An Afternoon in Autumn: Wagashi and River Cruise at Toyama City
After a few months of sweltering heat, I was looking forward to enjoying an afternoon stroll under milder climate. I found myself at the Toyama Castle Park. It was a wonderful place for sunshine and gentle breeze. During medieval times, the Toyama Castle was known as the “floating castle”. Today, the castle grounds remain one of the most historical sites in Toyama Prefecture. We can experience remnants of history through a peaceful walk around the serene park.
The historical Toyama Castle has a quiet little neighbour sitting next to it for over two decades – the Matsukawa Teahouse.
This teahouse provides more than just food and drinks on its menu. There is a mini museum within Matsukawa Teahouse which chronologizes the life and times of Rentaro Taki, one of the most well-known Japanese music composers during the Meiji era. The German rock band Scorpions did a cover of Rentaro Taki’s signature piece “Kōjō no Tsuki” in one of their concerts.
Besides music and archives, an unconventional menu was awaiting my appetite at the teahouse. Instead of choosing something from the regular menu, I got myself a package of cultural experience: “Art of Japanese Sweets & Cruise”. My decision was motivated by curiosity. I wanted to be an apprentice for a day, learning about one of the most ancient Japanese arts under the tutelage of a master.
Traditional Japanese sweets (wagashi) come in different shapes, sizes and stories. Typically served with tea, the culture of gifting wagashi was mentioned in historical tales from the Muromachi era (14th – 16th century). During the height of its popularity in Edo period, the finest quality wagashi from Kyoto was the symbol of Japanese High Culture and it was a very fashionable food item to have in a household.
The process of making wagashi is known to be laborious. There are reasons behind this. The artistic characteristics of wagashi are designed to express poetry, historical events, natural scenery or changing of seasons. At Matsukawa Teahouse, I learnt how to make wagashi under the guidance of an experienced wagashi master from Heiando Toyama. It was exciting as well as an honour. Heiando wagashi was presented to two generations of Crown Prince and Crown Princess of Japan (Showa and Heisei era) during their official visits to Toyama.

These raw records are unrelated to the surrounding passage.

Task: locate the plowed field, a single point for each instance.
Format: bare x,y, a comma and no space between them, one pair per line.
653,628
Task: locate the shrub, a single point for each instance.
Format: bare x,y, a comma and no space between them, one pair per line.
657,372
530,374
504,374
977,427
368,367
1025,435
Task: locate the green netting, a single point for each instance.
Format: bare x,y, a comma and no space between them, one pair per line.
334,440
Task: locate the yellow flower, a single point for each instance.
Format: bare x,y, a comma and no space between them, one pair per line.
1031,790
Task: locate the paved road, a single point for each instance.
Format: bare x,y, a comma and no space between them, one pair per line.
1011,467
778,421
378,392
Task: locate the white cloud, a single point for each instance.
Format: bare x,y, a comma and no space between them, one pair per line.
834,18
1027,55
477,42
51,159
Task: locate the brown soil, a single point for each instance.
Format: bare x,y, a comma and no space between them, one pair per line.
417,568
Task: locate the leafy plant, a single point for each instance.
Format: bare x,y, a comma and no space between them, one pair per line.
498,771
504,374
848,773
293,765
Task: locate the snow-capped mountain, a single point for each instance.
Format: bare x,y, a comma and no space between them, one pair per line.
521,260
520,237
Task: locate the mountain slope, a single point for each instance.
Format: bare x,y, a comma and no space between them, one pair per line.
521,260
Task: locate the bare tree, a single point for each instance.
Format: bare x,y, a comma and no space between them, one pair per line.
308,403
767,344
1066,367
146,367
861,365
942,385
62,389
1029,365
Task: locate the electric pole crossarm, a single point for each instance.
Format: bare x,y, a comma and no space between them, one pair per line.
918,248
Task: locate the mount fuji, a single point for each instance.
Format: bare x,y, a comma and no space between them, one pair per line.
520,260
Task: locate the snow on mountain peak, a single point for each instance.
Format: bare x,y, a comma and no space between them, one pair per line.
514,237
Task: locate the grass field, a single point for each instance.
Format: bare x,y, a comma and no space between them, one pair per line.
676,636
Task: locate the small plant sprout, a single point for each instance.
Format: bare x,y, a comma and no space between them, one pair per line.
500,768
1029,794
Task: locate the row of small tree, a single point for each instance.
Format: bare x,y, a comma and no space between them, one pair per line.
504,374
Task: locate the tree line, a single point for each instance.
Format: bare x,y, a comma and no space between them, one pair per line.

There were two packages to choose from (Type A and Type B) and both included a river boat cruise. The wagashi flavours and designs differ according to season and events. For this particular afternoon, I had to make a tough decision between Type A (Halloween theme wagashi with red bean paste filling) and Type B (Autumn in Toyama theme jelly wagashi). I chose Type B out of my liking for jelly desserts. As I was making a few autumn jelly wagashi, I regretted my decision for not choosing those cute Halloween wagashi (Type A).
A friendly in-house interpreter (Japanese-English) eased my kitchen experience (yes, a personal interpreter comes with this package). I enjoyed the process of making my own little pieces of art — it’s really fun!
One of the highlights in this experience was my learning about artistic expressions in wagashi making. I was amazed that the concepts of realism and abstraction in fine arts were applied in designing wagashi. Thus, making wagashi encouraged me to use my hands and my mind — it’s both doing and thinking at the same time.
After some fun time at the kitchen, the products of realism and abstraction went down into my stomach. I took my completed artwork on a boat ride down the Matsukawa River and enjoyed afternoon tea.
It was a wonderful experience filled with sight, taste and gentle motion. As I savoured my handmade wagashi, I wrote a poem in my diary:
W alking by a grand castle,
A n afternoon in autumn,
G reeted by a little teahouse,
A nd an unconventional menu,
S urprises awaited me,
H ow entertaining!
I nside a little teahouse, an afternoon in autumn.